(This post grew out of an old conversation with Wei Dai.)
Imagine a person sitting in a room, communicating with the outside world through a terminal. Further imagine that the person knows some secret fact (e.g. that the Moon landings were a hoax), but is absolutely committed to never revealing their knowledge of it in any way.
Can you, by observing the input-output behavior of the system, distinguish it from a person who doesn't know the secret, or knows some other secret instead?
Clearly the only reasonable answer is "no, not in general".
Now imagine a person in the same situation, claiming to possess some mental skill that's hard for you to verify (e.g. visualizing four-dimensional objects in their mind's eye). Can you, by observing the input-output behavior, distinguish it from someone who is lying about having the skill, but has a good grasp of four-dimensional math otherwise?
Again, clearly, the only reasonable answer is "not in general".
Now imagine a sealed box that behaves exactly like a human, dutifully saying things like "I'm conscious", "I experience red" and so on. Moreover, you know from trustworthy sources that the box was built by scanning a human brain, and then optimizing the resulting program to use less CPU and memory (preserving the same input-output behavior). Would you be willing to trust that the box is in fact conscious, and has the same internal experiences as the human brain it was created from?

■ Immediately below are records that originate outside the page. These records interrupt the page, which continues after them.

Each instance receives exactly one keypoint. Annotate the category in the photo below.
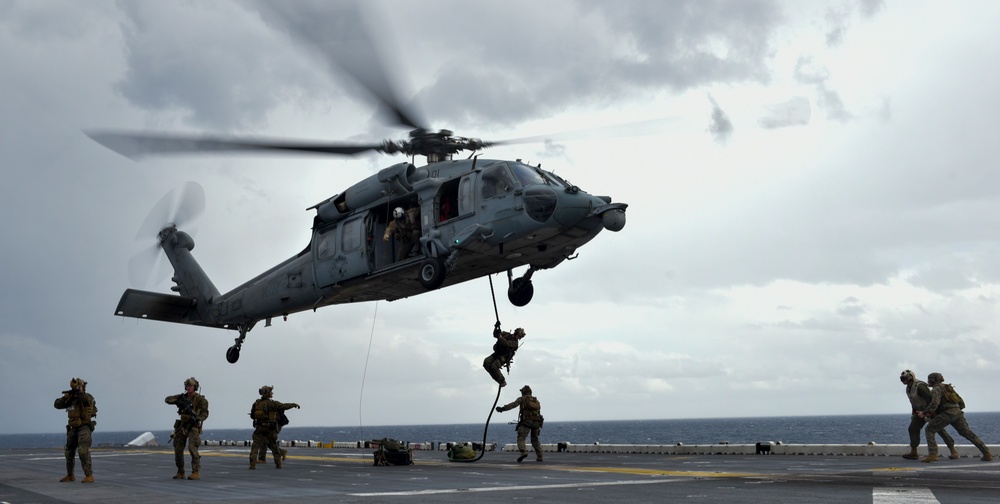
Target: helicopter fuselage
(476, 218)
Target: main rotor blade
(632, 129)
(136, 145)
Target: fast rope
(364, 374)
(495, 401)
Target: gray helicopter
(477, 217)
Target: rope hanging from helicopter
(486, 429)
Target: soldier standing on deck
(405, 226)
(81, 408)
(193, 409)
(945, 409)
(265, 412)
(919, 395)
(530, 419)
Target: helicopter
(475, 217)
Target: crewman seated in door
(405, 226)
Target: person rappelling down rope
(503, 352)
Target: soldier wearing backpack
(945, 409)
(530, 419)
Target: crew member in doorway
(529, 419)
(405, 226)
(503, 352)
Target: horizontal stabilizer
(162, 307)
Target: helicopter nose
(572, 208)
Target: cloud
(794, 112)
(720, 126)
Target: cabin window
(497, 181)
(527, 175)
(352, 235)
(466, 195)
(326, 247)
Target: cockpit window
(497, 181)
(527, 175)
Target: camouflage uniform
(187, 429)
(406, 230)
(503, 352)
(81, 409)
(530, 419)
(265, 412)
(942, 414)
(919, 395)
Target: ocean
(845, 429)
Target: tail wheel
(432, 272)
(520, 292)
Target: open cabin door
(341, 252)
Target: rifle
(184, 408)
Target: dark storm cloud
(600, 52)
(221, 68)
(827, 99)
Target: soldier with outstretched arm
(193, 410)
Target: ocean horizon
(839, 429)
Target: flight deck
(348, 475)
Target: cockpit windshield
(527, 175)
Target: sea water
(845, 429)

A philosopher believing in computationalism would emphatically say yes. But considering the examples above, I would say I'm not sure! Not at all!
You said:
I'm trying to show that's not good enough. Seeing red isn't the same as claiming to see red, feeling pain isn't the same as claiming to feel pain, etc. There are morally relevant facts about agents that aren't reducible to their behavior. Each behavior can arise from multiple internal experiences, some preferable to others. Humans can sometimes infer each other's experiences by similarity, but that doesn't work for all possible agents (including optimized uploads etc) that are built differently from humans. FAI needs to make such judgments in general, so it will need to understand how internal experience works in general. Otherwise we might get a Disneyland with no children, or with suffering children claiming to be happy. That's the point of the post.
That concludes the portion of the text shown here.